You ever get that feeling where, like, you know something won't happen but it would be, like, totally awesome if it did?
For instance, we know that Martin Shkreli isn't going to win a Grammy for the rap album he produces while in federal prison, but wouldn't it be totally awesome if he did? And while we know that Warren Buffett will never start dating Khloe Kardashian and become a reality TV character, don't you kind of definitely want to see that?
What we're saying is that we all love whimsy, and perhaps no one loves whimsy than Citi analyst Todd Bault. See, Bault covers AIG for Citi and - like an insurance sector analyst at the end of his rope - he is done being constrained by the petty constraints of universal logic.
These days it seems, Todd would much prefer to traffic in DOPE IDEAS like the one in a note published yesterday.
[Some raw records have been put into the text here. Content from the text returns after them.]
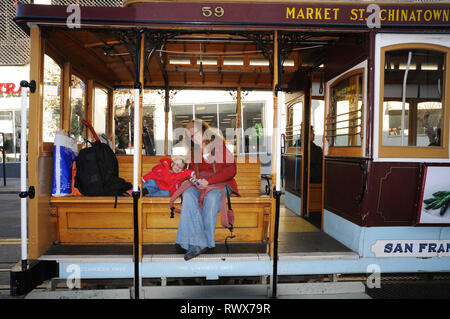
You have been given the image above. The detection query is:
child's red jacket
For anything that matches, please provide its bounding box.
[142,157,194,195]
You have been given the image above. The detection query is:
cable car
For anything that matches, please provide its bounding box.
[11,0,450,298]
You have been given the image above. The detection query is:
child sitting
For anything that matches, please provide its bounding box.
[142,158,195,197]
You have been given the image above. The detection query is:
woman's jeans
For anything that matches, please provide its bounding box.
[175,186,222,250]
[142,179,170,197]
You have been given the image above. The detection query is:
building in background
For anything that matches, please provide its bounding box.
[0,0,123,177]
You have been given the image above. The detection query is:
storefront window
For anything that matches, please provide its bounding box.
[171,103,236,154]
[241,102,267,153]
[42,55,61,143]
[286,102,303,147]
[195,104,217,128]
[380,45,448,157]
[70,75,86,143]
[114,89,156,155]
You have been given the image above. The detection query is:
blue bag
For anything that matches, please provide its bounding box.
[52,132,78,197]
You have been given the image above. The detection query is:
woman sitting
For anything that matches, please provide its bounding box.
[176,119,238,260]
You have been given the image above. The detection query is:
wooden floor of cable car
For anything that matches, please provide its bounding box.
[40,198,357,262]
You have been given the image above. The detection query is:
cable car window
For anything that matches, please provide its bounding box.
[93,88,108,135]
[42,55,61,143]
[325,71,364,148]
[241,102,266,153]
[383,49,445,147]
[70,75,86,143]
[380,45,448,157]
[286,102,303,147]
[218,103,237,154]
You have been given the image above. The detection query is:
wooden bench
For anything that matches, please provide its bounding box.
[50,155,271,244]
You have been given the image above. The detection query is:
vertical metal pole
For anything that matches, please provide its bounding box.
[132,31,142,299]
[272,31,284,298]
[301,71,311,216]
[2,142,6,186]
[20,83,28,270]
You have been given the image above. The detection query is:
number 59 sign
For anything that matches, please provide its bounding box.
[202,7,225,18]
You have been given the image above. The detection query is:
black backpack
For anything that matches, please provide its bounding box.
[75,141,133,197]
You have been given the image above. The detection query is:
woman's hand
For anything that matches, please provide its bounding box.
[197,178,209,187]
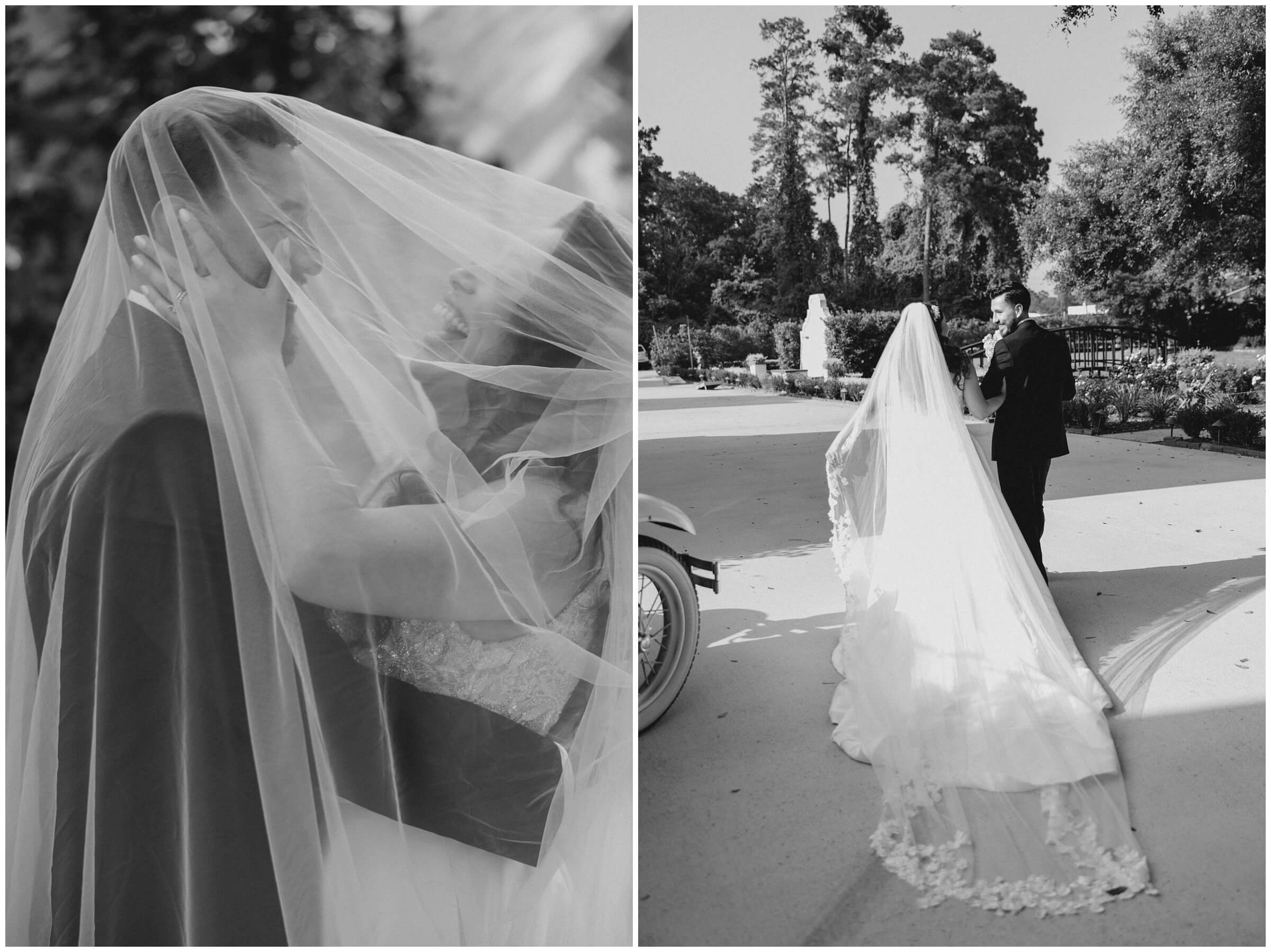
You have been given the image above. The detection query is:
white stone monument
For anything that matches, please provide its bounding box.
[798,294,830,376]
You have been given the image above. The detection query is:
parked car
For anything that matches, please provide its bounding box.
[636,493,719,731]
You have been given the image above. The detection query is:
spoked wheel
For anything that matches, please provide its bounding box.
[636,539,699,731]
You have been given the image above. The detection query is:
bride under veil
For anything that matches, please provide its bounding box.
[6,89,633,946]
[826,304,1153,915]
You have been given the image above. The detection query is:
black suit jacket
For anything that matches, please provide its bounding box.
[23,305,560,945]
[980,319,1077,461]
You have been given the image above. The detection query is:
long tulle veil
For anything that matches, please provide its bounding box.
[5,88,633,945]
[826,304,1150,915]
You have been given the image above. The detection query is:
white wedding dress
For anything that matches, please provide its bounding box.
[826,305,1153,915]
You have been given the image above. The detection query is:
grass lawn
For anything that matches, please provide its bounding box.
[1214,347,1267,367]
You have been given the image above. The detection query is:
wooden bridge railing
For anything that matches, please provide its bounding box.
[962,324,1178,376]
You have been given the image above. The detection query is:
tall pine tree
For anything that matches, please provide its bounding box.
[750,16,817,320]
[820,6,905,294]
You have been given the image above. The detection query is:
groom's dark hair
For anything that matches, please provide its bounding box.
[111,89,300,257]
[989,281,1032,318]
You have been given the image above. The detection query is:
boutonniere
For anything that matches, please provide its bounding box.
[984,327,1004,361]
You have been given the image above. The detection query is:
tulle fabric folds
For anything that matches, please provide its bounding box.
[6,89,633,945]
[826,304,1150,915]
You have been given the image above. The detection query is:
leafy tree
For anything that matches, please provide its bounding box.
[5,6,433,475]
[637,120,667,234]
[711,258,773,339]
[1024,6,1266,343]
[639,172,754,333]
[1121,5,1266,282]
[1051,6,1166,34]
[889,31,1049,300]
[750,16,816,197]
[820,6,903,293]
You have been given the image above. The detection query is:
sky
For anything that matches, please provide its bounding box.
[637,4,1189,290]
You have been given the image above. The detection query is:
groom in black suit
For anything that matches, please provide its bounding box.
[980,281,1077,583]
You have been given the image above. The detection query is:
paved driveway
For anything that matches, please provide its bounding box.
[639,387,1266,946]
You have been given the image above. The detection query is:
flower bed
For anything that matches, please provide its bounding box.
[1064,349,1266,448]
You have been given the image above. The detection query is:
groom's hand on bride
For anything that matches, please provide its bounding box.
[132,209,292,357]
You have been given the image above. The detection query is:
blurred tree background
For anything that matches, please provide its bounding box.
[639,5,1266,371]
[5,6,633,487]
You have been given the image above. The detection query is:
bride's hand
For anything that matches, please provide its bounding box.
[132,209,291,357]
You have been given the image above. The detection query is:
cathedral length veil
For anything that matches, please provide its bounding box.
[826,304,1153,915]
[6,89,633,945]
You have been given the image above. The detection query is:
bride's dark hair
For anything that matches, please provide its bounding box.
[925,301,971,387]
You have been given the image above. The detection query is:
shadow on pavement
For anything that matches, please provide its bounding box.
[639,434,1266,559]
[1050,555,1266,713]
[798,704,1266,946]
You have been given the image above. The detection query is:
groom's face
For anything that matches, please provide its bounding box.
[989,294,1023,332]
[200,142,321,288]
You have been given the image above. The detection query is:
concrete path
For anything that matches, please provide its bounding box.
[639,385,1266,946]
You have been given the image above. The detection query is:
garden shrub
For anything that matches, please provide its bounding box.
[1209,364,1258,403]
[1210,408,1266,448]
[842,380,868,403]
[1064,394,1090,429]
[1175,403,1210,440]
[1112,349,1178,390]
[709,324,764,366]
[1141,389,1178,426]
[648,327,692,375]
[1074,374,1113,427]
[794,374,822,397]
[1108,384,1143,423]
[773,320,802,369]
[825,309,900,378]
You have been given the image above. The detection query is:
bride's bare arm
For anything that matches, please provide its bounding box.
[136,216,588,623]
[962,369,1007,419]
[231,356,587,623]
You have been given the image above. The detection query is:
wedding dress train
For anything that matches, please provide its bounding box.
[826,305,1154,915]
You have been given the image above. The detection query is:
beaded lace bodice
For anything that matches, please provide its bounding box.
[327,572,609,736]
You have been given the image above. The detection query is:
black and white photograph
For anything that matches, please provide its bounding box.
[5,6,636,947]
[636,5,1266,947]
Bault started off by dropping a truth bomb on the insurance giant...
AIG has a problem
Investors are increasingly sympathetic to the activist case for a dramatic breakup, while AIG management has rejected these calls and pushed for different dramatic change.
But Todd's not just picking on AIG...
Insurance FinTech has a problem
As the tech industry moves to disrupt payments, mortgages, and investing, insurance will likely prove much more difficult to attack. Its bespoke, interconnected, and hard to automate nature has been a hindrance to innovation for decades, and despite progress remains an issue.
AIG is a mess and insurance has not been a sext target for the FinTech revolutionaries making it hard for AIG to get in on the creeping trend of creating new products for new users on the fly.... Hey, tell us something we don't know, Bault.
Idea: GOOGL buys AIG and makes it (and insurance) modular
Given that AIG has already committed to modular disclosure and an embrace of data science, and is trading 30% below book, there is a real opportunity for a major tech firm like GOOGL and an investment bank to buy AIG and turn it into an insurance FinTech laboratory. There would be great benefits to all parties, investors, the insurance industry, and society itself by making insurance a better product.
Damn Bault, you crazy!
Google is going to buy one of the world's largest financial firms and turn it into a "FinTech lab" for the betterment of insurance? Does that entail putting actuaries on motorized razor scooters and making underwriters do meditation on Wellness Wednesdays?
Also, there's the small matter of Google dipping not a toe into financial services, but both legs and part of its torso?
What's up, Bault?
This idea is audacious, but that doesn't mean it's wrong
Of course GOOGL could not literally own an insurer owing to the volatility, but we describe a procedure to obtain control of research, data, and strategy, keeping most of the investor base as insurance investors. There are lots more reasons this likely won’t occur, but there is a perfect convergence of reasons why it might be exactly what AIG and the insurance industry needs. And the tech community could help solve what could well be one of the most challenging problems it could tackle
You know what, why not? Why can't Larry Page be the new Hank Greenberg? Why can't a massively important insurance company just become another one of Alphabet Inc.'s protected, money-losing silos of experimentation?
Keep on keeping on, Todd Bault, you dreamer of dreams.